Мы видели, что он приезжал с матерью в Поречье, когда по случаю семейных обстоятельств и по милости опекуна, родного брата отца его, имение их едва не было продано с молотка. Как оказались долги на имении их и как увлечены были Сурмины в эти трудные обстоятельства, мы, может статься, будем иметь случай говорить при встрече этого братца на перепутье нашего романа. Пробыв на службе в кавалергардах узаконенное число лет, он перешел в генеральный штаб. За несколько времени до того умерла его крестная мать, завещав ему свой миниатюрный портрет, писанный во время ее счастливой молодости. В генеральном штабе он оставался не больше пяти лет, призванный в деревню любовным голосом матери заняться хозяйственными делами, с которыми она, по слабости здоровья, не могла больше совладать.
Одним из самых пламенных желаний ее было, чтобы сын ее женился, хотя бы выбор его пал на бедную девушку; но выбор этот не представлялся.
Сурмин, приехав в Москву по одному тяжебному делу, затеянному вновь его сутяжным дядей, имел случай бывать в разных кружках московского общества; здесь маменьки и дочки искусно и неискусно пускались на ловлю богатого женишка, но он не поддался их маневрам; сердце его оставалось свободным. Не чувство нежное вынес он из этих кружков, а злую сатиру на них, он же по природе был склонен к ней.
III
В Москве, также как и в Петербурге, есть и роятся дома, которых владельцы, желая избавиться от хлопотливых сношений со многими постояльцами, отдают квартиры целыми отделениями одному наемщику, а этот, уже по своему усмотрению и расчетам, разбивает их на несколько номеров. Ставится в них разнокалиберная мебель, купленная на Сухаревском или Смоленском рынках, и с того времени они из рядовых квартир возводятся в чин меблированных комнат и даже в chambres garnies[3]. Между тем некоторые из них можно бы приличнее назвать chambres dЙgarnies, — так выцвели и закоптели на них обои, облупились под когтями времени двери, полы и окна, так бедны они предметами сидения, лежания и хранения вещей, необходимых жильцу.

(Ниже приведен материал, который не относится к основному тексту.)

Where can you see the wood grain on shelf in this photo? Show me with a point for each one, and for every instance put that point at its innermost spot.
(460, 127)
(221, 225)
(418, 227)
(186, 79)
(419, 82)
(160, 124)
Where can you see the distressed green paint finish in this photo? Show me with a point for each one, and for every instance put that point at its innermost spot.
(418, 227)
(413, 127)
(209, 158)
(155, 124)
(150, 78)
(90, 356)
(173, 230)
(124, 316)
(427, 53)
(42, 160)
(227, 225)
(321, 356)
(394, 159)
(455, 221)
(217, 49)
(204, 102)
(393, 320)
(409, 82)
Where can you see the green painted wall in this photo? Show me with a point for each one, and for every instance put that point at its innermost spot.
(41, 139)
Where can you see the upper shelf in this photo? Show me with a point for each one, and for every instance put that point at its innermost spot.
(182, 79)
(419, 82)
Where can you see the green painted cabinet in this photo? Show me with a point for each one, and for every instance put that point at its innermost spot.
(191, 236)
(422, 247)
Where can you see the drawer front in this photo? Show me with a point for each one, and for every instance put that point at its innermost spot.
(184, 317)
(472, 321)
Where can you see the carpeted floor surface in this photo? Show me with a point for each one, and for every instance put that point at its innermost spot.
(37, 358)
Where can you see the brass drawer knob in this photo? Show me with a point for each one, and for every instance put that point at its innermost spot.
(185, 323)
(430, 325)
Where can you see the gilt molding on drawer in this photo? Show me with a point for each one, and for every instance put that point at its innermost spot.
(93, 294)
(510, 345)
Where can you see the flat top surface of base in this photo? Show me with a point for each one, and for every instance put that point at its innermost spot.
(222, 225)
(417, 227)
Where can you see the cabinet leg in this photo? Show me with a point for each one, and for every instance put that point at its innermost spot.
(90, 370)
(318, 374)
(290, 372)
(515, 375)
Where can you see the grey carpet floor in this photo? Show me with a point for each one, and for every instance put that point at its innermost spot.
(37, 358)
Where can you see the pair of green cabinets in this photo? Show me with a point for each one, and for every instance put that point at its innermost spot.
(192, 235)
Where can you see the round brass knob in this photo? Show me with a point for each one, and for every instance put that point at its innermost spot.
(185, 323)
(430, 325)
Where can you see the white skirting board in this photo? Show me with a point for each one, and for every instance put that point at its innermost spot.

Правда, некоторые, из этих жильцов могут сказать с гордостью римлянина, что они все свое имущество носят с собою. Случается, что по истечении контрактного срока хозяин дома, довольный наемщиком отделения за аккуратный платеж условных денег и добропорядочным поведением его постояльцев, решается обновить отделение на прежних или новых условиях. Для этой операции пользуются благодатными летними месяцами, когда жители Москвы, кто может по средствам своим, спешат, как говорится в витиеватом слоге, броситься из душной Белокаменной в объятия природы. Тогда отделение большею частью опустеет, все птенцы его повылетают из постоянных гнезд своих и свивают временные по окрестностям. Дачи столько раз и так эффектно описаны нашими фельетонистами-повествователями, что я избавляюсь от нового описания их. При наступающем обновлении меблированных комнат разве не покидает свою каморку какой-нибудь бедняк студент, которому не выпал счастливый жребий ехать на вакационное время к помещику — обучать всякой премудрости его детище, и осталось переноситься одними грустными думами в отдаленные родные края,
Где тыква и арбуз на солнце зреют.
Да и тут, если угол его понадобился для окраски и оклейки, его заставляют перекочевать в другой, обновленный номер, где он имеет удовольствие не только считать галок на крышах соседних домов и любоваться, смотря по погоде, голубыми или серыми клочками неба, но и обонять до одурения зловоние свежей масляной краски.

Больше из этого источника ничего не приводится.